Though your title is 'undetectable viral load with decreasing CD4 cell count', you have actually had an increase in your absolute cell count from the start of treatment from 183 to 267, and an increase in the percentage from 14% to 24%.

It's great that you included both the absolute number and the percentage, as both numbers are useful, and they usually trend in the same direction, which allows you and your doctor to make judgements about the response to treatment based on both numbers. In your case, the CD4 evidence suggests a good response to therapy. Since the viral load also suggests a good response, as well as excellent adherence, I think you should not worry. In 100 people with HIV infection, a CD4 percent of 14% will correspond with an absolute value of 200 cells/ml; your real count may be higher than your last measurement, and closer to your highest value of 324 cells/ml.

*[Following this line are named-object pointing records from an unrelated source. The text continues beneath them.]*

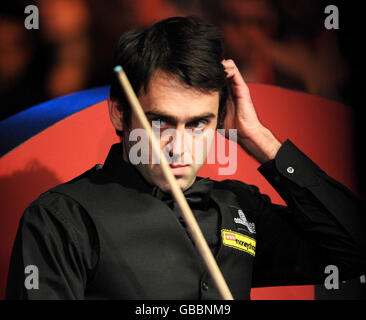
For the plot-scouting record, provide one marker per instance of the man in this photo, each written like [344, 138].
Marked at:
[115, 232]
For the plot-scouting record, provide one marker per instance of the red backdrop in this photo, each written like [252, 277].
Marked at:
[319, 127]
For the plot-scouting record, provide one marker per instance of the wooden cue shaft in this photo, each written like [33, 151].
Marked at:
[186, 212]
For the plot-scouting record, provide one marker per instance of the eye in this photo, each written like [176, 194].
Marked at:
[158, 123]
[197, 125]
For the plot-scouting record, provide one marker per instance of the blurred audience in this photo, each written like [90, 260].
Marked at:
[278, 42]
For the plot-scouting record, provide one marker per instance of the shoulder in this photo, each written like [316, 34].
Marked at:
[236, 186]
[246, 194]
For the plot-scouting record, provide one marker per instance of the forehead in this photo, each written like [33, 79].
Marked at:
[171, 96]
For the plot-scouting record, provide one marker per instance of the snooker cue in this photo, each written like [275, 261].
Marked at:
[177, 193]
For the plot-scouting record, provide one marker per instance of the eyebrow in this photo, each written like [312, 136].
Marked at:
[171, 119]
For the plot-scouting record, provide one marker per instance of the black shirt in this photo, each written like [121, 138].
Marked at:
[108, 234]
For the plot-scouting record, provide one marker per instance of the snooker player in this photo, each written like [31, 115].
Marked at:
[115, 231]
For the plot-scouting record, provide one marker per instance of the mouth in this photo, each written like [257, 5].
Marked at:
[178, 169]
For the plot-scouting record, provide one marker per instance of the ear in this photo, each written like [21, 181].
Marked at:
[115, 114]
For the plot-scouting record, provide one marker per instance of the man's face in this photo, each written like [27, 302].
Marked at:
[172, 107]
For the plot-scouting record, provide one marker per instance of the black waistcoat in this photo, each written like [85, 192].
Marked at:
[145, 253]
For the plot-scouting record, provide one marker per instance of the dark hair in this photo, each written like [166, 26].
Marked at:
[185, 47]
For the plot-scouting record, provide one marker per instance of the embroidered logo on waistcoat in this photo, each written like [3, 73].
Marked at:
[243, 220]
[238, 241]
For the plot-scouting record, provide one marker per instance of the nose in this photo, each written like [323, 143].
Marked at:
[177, 147]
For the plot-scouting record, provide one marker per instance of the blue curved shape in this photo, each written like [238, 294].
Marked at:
[23, 125]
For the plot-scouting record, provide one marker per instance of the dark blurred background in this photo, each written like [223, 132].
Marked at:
[277, 42]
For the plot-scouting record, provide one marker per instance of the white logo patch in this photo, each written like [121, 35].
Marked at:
[243, 220]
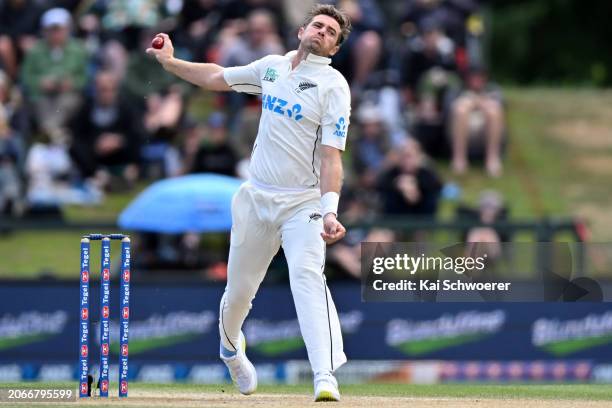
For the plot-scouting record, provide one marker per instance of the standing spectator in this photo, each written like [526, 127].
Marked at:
[18, 28]
[106, 134]
[431, 50]
[198, 23]
[362, 53]
[480, 99]
[410, 187]
[54, 72]
[261, 39]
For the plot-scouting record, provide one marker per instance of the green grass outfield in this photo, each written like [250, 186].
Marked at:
[558, 163]
[582, 392]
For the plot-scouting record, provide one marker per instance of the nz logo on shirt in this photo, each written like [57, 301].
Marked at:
[340, 127]
[271, 75]
[281, 107]
[304, 85]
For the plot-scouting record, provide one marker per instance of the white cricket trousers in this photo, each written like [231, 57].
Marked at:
[262, 221]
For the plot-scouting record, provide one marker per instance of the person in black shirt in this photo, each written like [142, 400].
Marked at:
[410, 187]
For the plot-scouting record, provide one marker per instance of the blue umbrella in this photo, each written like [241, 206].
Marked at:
[194, 203]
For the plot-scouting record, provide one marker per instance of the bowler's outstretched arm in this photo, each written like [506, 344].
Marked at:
[205, 75]
[331, 183]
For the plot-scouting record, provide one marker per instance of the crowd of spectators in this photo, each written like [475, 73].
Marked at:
[84, 111]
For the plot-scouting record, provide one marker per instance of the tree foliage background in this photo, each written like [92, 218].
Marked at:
[553, 42]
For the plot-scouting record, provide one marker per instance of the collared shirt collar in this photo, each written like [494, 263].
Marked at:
[315, 59]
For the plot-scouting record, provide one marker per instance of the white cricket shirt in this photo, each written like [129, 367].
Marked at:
[301, 109]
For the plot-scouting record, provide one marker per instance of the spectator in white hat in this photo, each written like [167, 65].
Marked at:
[54, 72]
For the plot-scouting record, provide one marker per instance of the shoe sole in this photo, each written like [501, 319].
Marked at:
[326, 396]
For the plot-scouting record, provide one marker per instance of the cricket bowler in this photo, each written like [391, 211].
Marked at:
[291, 198]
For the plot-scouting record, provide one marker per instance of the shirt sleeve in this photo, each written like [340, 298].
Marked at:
[337, 112]
[246, 79]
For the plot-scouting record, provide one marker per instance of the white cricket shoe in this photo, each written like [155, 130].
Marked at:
[241, 369]
[326, 388]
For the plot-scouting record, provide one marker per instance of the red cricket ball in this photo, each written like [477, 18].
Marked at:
[158, 42]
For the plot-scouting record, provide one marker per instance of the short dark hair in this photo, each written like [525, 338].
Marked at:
[338, 15]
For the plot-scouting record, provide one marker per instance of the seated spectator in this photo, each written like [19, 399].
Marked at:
[259, 39]
[477, 114]
[491, 209]
[410, 187]
[18, 29]
[198, 22]
[209, 150]
[430, 50]
[106, 135]
[371, 149]
[428, 74]
[452, 15]
[54, 73]
[362, 53]
[50, 180]
[345, 255]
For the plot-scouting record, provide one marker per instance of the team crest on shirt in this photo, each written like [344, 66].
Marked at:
[340, 127]
[271, 75]
[315, 217]
[304, 85]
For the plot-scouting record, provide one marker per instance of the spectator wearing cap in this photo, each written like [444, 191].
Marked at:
[491, 209]
[477, 117]
[106, 134]
[371, 149]
[213, 153]
[18, 29]
[54, 72]
[410, 187]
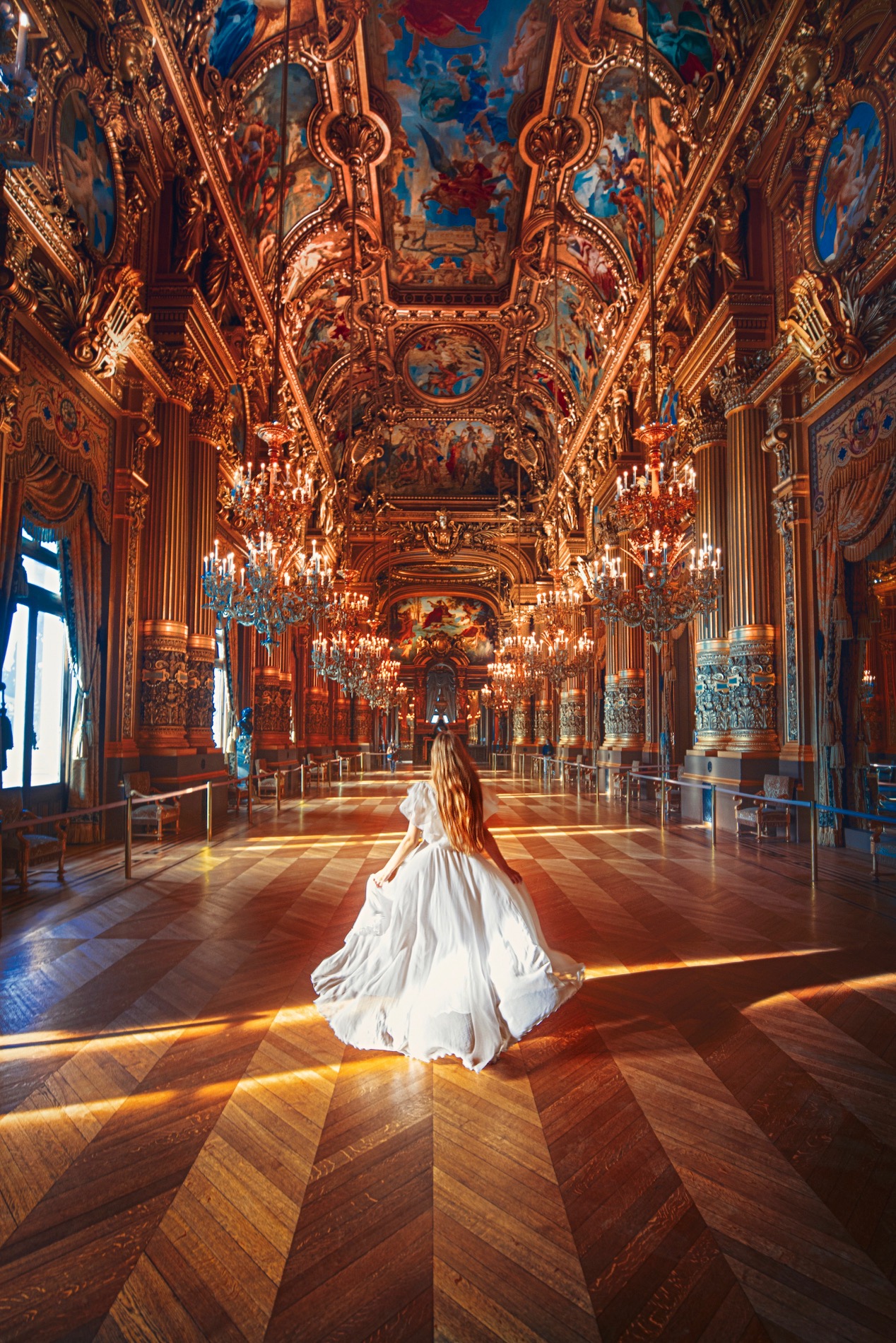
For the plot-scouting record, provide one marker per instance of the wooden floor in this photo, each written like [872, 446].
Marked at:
[700, 1146]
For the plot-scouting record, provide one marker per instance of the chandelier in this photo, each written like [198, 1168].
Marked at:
[351, 659]
[668, 594]
[558, 609]
[280, 585]
[515, 672]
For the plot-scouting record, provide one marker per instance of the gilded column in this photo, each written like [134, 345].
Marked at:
[201, 641]
[164, 674]
[625, 703]
[708, 438]
[753, 710]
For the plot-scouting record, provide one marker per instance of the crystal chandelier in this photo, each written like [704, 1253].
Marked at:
[269, 595]
[556, 610]
[668, 594]
[353, 659]
[515, 672]
[280, 585]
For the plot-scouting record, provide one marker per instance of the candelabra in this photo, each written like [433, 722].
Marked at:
[868, 685]
[271, 594]
[280, 585]
[353, 661]
[668, 594]
[556, 610]
[560, 656]
[18, 95]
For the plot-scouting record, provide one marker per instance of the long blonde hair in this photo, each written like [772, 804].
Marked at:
[459, 794]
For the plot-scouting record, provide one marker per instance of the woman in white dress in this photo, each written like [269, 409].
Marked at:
[447, 955]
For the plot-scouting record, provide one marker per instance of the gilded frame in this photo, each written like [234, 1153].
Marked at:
[93, 98]
[863, 94]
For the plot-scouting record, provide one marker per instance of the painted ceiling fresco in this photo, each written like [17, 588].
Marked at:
[449, 249]
[462, 457]
[613, 187]
[453, 183]
[680, 30]
[326, 332]
[578, 344]
[241, 27]
[447, 365]
[472, 623]
[254, 160]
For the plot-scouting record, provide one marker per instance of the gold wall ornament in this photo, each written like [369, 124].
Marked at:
[97, 319]
[358, 141]
[820, 329]
[554, 144]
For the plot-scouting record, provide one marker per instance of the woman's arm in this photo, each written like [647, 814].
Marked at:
[497, 857]
[406, 846]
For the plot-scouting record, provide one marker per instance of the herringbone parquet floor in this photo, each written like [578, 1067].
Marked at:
[700, 1146]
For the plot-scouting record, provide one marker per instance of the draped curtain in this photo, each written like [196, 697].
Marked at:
[857, 519]
[52, 497]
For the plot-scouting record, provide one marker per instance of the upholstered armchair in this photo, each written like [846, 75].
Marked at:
[147, 816]
[763, 813]
[266, 779]
[26, 848]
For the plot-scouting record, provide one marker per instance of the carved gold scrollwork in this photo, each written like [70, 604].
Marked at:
[821, 329]
[343, 22]
[575, 19]
[555, 143]
[95, 319]
[356, 141]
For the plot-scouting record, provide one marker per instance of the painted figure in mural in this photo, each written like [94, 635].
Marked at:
[445, 365]
[460, 618]
[254, 152]
[454, 172]
[241, 25]
[613, 188]
[848, 182]
[86, 171]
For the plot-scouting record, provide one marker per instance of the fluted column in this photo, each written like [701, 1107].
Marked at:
[164, 628]
[201, 641]
[751, 633]
[625, 703]
[709, 437]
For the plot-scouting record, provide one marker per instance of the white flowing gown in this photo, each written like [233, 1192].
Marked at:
[448, 958]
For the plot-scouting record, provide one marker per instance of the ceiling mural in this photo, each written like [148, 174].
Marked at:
[578, 336]
[440, 621]
[254, 160]
[453, 184]
[461, 457]
[613, 187]
[680, 30]
[447, 365]
[240, 27]
[324, 332]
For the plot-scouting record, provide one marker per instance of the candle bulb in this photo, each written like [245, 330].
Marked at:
[22, 38]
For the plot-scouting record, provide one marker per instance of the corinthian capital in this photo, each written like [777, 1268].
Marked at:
[730, 387]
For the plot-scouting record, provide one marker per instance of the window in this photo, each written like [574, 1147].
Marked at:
[220, 693]
[37, 672]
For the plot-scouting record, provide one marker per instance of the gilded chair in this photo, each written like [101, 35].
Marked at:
[148, 816]
[26, 848]
[266, 785]
[767, 811]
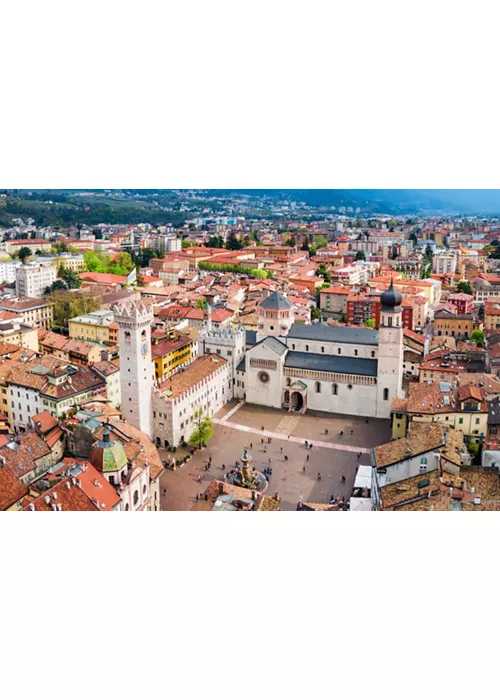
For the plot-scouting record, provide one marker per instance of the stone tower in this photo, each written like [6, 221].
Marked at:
[136, 365]
[276, 315]
[390, 352]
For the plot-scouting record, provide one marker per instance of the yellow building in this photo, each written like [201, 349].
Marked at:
[171, 352]
[94, 327]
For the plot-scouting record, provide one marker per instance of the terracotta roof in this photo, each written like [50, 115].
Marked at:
[65, 496]
[422, 439]
[11, 488]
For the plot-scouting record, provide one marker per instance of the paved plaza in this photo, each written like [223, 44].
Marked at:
[240, 425]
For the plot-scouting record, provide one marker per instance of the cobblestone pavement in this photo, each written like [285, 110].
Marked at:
[288, 479]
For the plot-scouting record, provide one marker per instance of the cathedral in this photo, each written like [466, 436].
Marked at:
[296, 366]
[284, 364]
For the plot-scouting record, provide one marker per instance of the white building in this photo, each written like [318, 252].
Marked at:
[444, 263]
[201, 388]
[355, 371]
[32, 279]
[8, 270]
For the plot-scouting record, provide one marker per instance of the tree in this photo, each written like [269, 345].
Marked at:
[68, 304]
[464, 286]
[233, 243]
[24, 253]
[477, 337]
[215, 242]
[318, 242]
[203, 430]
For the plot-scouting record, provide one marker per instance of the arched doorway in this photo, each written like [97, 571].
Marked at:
[296, 401]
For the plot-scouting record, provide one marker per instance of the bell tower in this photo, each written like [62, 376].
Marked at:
[136, 365]
[390, 351]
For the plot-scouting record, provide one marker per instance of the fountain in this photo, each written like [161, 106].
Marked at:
[246, 476]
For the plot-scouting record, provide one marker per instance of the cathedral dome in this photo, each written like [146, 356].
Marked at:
[391, 299]
[107, 455]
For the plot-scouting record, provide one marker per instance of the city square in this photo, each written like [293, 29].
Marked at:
[240, 425]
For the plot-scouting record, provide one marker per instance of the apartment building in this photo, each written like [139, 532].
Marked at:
[94, 327]
[33, 312]
[33, 279]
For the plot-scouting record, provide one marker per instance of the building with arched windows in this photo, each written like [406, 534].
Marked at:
[355, 371]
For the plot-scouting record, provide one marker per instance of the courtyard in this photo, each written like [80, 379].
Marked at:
[240, 425]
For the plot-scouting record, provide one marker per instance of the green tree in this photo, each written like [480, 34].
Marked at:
[24, 253]
[203, 430]
[233, 243]
[464, 286]
[477, 337]
[68, 304]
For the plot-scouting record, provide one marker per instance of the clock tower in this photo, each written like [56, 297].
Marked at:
[136, 365]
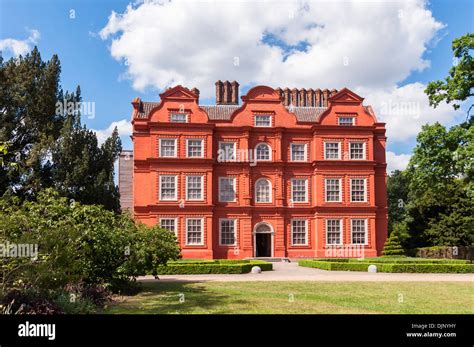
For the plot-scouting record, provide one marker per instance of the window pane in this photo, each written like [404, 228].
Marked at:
[298, 152]
[299, 232]
[195, 148]
[357, 150]
[346, 120]
[194, 187]
[168, 224]
[333, 231]
[263, 152]
[194, 231]
[298, 190]
[263, 121]
[332, 190]
[332, 150]
[358, 190]
[178, 117]
[263, 191]
[168, 187]
[227, 228]
[358, 231]
[227, 189]
[227, 151]
[168, 147]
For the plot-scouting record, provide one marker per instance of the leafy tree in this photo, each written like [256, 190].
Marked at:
[42, 126]
[397, 192]
[458, 86]
[77, 244]
[440, 207]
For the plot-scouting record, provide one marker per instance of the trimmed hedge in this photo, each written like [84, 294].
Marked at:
[223, 266]
[396, 267]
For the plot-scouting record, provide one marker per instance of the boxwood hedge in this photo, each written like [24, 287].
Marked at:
[223, 266]
[397, 266]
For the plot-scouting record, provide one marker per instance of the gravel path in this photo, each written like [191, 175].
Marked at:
[293, 272]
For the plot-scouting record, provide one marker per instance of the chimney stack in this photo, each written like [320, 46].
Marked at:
[219, 92]
[227, 93]
[235, 92]
[196, 91]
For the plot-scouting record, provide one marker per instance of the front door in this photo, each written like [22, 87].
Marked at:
[263, 245]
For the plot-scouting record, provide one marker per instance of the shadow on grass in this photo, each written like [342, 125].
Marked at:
[183, 297]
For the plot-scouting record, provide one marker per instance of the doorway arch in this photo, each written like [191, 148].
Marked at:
[263, 240]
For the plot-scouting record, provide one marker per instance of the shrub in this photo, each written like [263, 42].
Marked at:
[77, 244]
[393, 247]
[212, 267]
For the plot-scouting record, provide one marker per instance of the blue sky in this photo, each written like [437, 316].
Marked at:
[71, 30]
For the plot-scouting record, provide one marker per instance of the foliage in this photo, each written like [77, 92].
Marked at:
[393, 247]
[77, 243]
[397, 195]
[458, 86]
[213, 267]
[47, 145]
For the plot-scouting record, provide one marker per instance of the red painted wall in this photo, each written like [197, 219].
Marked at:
[148, 166]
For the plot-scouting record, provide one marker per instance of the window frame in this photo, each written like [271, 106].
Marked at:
[326, 190]
[180, 114]
[270, 193]
[234, 179]
[346, 117]
[305, 146]
[363, 150]
[175, 219]
[339, 146]
[269, 116]
[306, 200]
[160, 179]
[160, 149]
[187, 188]
[365, 189]
[341, 231]
[270, 156]
[187, 231]
[234, 220]
[202, 148]
[366, 232]
[306, 236]
[235, 150]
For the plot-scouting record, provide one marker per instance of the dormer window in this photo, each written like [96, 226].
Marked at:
[179, 118]
[347, 121]
[263, 120]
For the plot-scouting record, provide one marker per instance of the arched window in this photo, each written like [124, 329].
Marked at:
[263, 151]
[263, 190]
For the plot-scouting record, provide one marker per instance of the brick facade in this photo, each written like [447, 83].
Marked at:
[322, 187]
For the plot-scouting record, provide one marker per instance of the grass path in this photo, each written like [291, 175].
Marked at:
[298, 297]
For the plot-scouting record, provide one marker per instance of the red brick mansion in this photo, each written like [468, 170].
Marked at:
[284, 173]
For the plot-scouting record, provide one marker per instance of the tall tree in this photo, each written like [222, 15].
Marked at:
[41, 126]
[459, 85]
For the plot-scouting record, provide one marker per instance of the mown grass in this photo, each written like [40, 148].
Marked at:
[299, 297]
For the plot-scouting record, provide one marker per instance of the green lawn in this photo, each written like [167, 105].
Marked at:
[299, 297]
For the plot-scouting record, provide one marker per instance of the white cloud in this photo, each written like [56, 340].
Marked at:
[368, 46]
[20, 47]
[124, 128]
[397, 161]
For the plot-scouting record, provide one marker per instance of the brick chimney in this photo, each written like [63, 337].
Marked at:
[219, 92]
[235, 92]
[227, 93]
[196, 91]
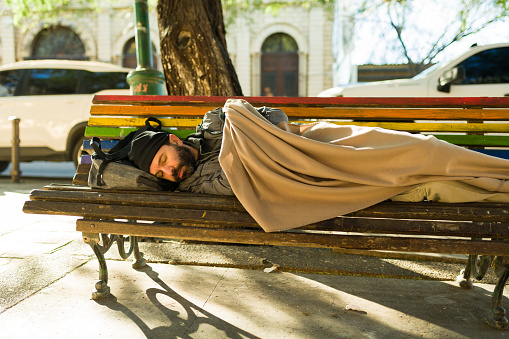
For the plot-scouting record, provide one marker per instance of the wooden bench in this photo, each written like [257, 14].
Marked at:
[480, 230]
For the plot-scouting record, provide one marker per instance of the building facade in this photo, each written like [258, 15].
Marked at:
[283, 54]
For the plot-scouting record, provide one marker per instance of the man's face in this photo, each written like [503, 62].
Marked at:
[173, 162]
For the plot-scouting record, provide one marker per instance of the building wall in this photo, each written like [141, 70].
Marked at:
[104, 34]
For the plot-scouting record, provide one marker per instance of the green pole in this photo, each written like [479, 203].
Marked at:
[145, 80]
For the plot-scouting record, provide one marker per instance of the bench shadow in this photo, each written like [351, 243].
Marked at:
[178, 327]
[435, 302]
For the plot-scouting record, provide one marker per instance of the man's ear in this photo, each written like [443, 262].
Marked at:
[175, 140]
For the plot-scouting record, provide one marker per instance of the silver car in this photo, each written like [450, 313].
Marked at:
[52, 98]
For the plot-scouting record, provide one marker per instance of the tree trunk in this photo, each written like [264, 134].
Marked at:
[193, 49]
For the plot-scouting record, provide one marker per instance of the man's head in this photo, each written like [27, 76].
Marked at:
[163, 155]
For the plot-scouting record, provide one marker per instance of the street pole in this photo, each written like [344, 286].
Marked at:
[145, 80]
[15, 172]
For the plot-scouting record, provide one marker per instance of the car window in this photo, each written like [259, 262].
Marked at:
[487, 67]
[52, 81]
[93, 82]
[8, 82]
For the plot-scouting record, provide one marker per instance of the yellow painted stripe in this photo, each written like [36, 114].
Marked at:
[315, 112]
[402, 126]
[140, 122]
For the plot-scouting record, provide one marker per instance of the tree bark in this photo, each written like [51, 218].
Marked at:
[193, 49]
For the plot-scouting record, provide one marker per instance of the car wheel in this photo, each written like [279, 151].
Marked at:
[3, 165]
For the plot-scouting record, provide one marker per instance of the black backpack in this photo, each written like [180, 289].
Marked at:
[113, 170]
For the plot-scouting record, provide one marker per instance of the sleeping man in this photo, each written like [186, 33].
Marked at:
[289, 175]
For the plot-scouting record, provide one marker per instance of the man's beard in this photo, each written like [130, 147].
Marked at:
[186, 160]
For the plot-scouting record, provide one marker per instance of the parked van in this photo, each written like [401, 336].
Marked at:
[482, 71]
[52, 98]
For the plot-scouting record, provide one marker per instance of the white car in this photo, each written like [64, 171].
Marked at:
[482, 71]
[52, 98]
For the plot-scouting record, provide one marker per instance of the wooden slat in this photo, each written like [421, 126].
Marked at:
[470, 102]
[316, 112]
[232, 218]
[475, 140]
[140, 122]
[452, 246]
[119, 133]
[479, 212]
[413, 127]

It is common for a plateau to occur in the rise in CD4 cell counts in people who start ART with CD4 cell counts below 200 cells, in the range of 100-200 cells. Your absolute lymphocyte count (of which the CD4 cells are just one portion) may have declined recently due to the staph infection, or due to another reason, such as medication, a viral infection, immunization, or something else. You and your doctor can consider these possibilities.

In sum, I urge you to continue with your excellent adherence, and await your next lab tests. Talk to your doctor about your questions and these suggestions, and do your best not to fret about each rise and fall of the CD4 cells. Some are significant and worthy of concern, but many others are not.